Im Übrigen habe ich in dem knappen Jahr seit der inhaltlichen Diskussion über die Ansiedlung in der City-Ost noch von keiner einzigen konkreten Bewerbung für Bürobauten gehört. Um es nochmals klar zu sagen: Wenn sich in der City-Ost ein Bedarf für Bürobauten zeigt, ist die SPD die letzte Fraktion, die sich dagegen aussprechen wird. Allerdings lässt sich auch nach Meinung von Fachleuten ein Bedarf für hochwertige Büros an dieser Stelle nicht darstellen und ein Stillstand in der Entwicklung an diesem Standort wird die SPD-Fraktion nicht verantworten.

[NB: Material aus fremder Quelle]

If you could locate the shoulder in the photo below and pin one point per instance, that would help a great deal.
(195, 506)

Nicht hilfreich ist es auch, die SPD-Fraktion als Blockierer von externem Sachverstand zu brandmarken. Wenn die Juristen der Fachverwaltung im Planungs- und Bauausschuss wegen Schadenersatzforderungen in Höhe von rd. 6,8 Mio. € eindringlich vor einer weiteren Verzögerung der Baugenehmigung in der City-Ost warnen, können verantwortungsvolle Politiker diese nicht missachten. Übrigens liegt im vorgenannten Fall eine persönliche Haftung der Mitglieder im Planungs- und Bauausschuss vor, weil die Stadt eindringlich vor weiteren Verzögerungen gewarnt hatte.

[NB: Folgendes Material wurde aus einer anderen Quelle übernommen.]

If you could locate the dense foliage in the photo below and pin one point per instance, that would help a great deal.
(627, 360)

Würden Sie als Unternehmer eine solche Haftung riskieren, die jede finanzielle Existenz auch der eigenen Familie gefährdet? Daher hatte die SPD eine namentliche Abstimmung beantragt, damit die persönlichen Verantwortlichkeiten klar offengelegt sind.

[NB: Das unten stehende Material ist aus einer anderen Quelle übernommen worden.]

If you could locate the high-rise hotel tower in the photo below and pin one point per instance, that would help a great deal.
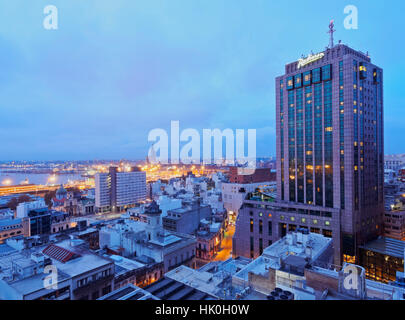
(330, 141)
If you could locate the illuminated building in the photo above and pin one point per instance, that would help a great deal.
(116, 190)
(330, 142)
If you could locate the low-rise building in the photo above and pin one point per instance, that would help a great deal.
(76, 273)
(137, 239)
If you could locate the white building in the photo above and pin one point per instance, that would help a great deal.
(118, 190)
(233, 194)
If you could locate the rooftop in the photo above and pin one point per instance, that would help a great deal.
(388, 246)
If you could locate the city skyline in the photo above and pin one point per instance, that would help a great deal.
(95, 87)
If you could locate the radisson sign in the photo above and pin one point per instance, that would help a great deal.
(309, 59)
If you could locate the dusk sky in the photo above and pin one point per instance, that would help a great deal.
(114, 70)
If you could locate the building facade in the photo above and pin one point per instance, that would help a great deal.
(118, 190)
(330, 141)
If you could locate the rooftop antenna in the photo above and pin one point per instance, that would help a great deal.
(331, 31)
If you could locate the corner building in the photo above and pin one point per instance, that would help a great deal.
(330, 143)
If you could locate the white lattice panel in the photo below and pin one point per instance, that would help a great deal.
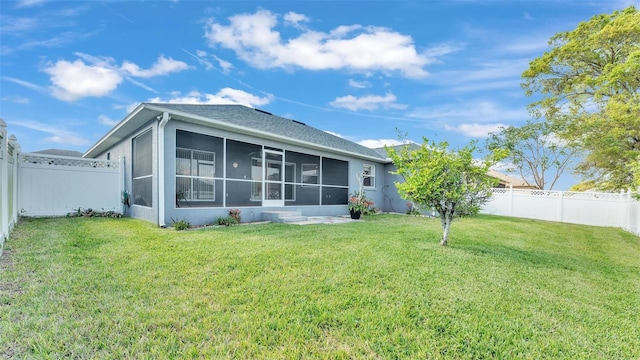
(67, 161)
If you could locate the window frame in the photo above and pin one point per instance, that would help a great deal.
(134, 168)
(194, 167)
(371, 175)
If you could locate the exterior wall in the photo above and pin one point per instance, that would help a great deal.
(392, 200)
(123, 150)
(206, 215)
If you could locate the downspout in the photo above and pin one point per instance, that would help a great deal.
(161, 175)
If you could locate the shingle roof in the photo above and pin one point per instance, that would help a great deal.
(246, 117)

Lassen Sie mich zum Schluss noch auf ein deutliches Missverständnis Ihrerseits zur Umsetzung des Masterplans hinweisen: Im Beschluss des Rates (formuliert in enger Abstimmung zwischen CDU (!) und SPD) heißt es: „Der Rat …beschließt den städtebaulichen Masterplanals informelle Planung und verpflichtet sich, den Masterplan…in die Abwägung einzubeziehen.“ Diese Formulierung haben wir sehr bewusst genau so formuliert. Im Ratsbeschluss steht eben nicht, dass die Ziele des Masterplanes in dem von Ihnen unterstellten Sinne 1:1 umzusetzen sind. In letzten Abstimmungsgesprächen vor der entscheidenden Ratssitzung ist mit Herrn Otten besprochen worden, dass sich die Politik selbstverständlich vorbehält, im Einzelfall eben begründet vom Masterplan abzuweichen. Die SPD-Fraktion hat in Bezug auf City-Ost genau auf diese Formulierung bestanden.

Und ein Letztes: Bitte unterlassen Sie es, sich als Gralshüter des Bürgerwillens zu begreifen! Mir ist nicht bekannt, worauf Sie sich dabei stützen können. Die SPDFraktion hat die Erarbeitung des Masterplanes durch die Wirtschaft von Anfang an unterstützt und sich ehrlich dafür bedankt. Wir halten die Arbeit für vorbildliches Engagement und haben im Vorfeld der entscheidenden Ratssitzung positiv dafür gesorgt, dass ein Beschluss gefasst wird, der von allen mitgetragen werden kann. Ein Gespräch Ihrerseits mit Herrn Otten wäre aus meiner Sicht hilfreich. Die SPD-Fraktion wird den Masterplan – wie beschlossen – in alle anstehenden Entscheidungen mit einbeziehen. Er ist aber für uns nicht das Evangelium.

Im Anschreiben an die SPD-Ratsfraktion bieten Sie an, für Rückfragen gerne zur Verfügung zu stehen. Verstehen Sie bitte, dass wir das Antwortschreiben ebenfalls öffentlich übermitteln. Auch die SPD-Ratsfraktion steht natürlich für Rückfragen gerne zur Verfügung.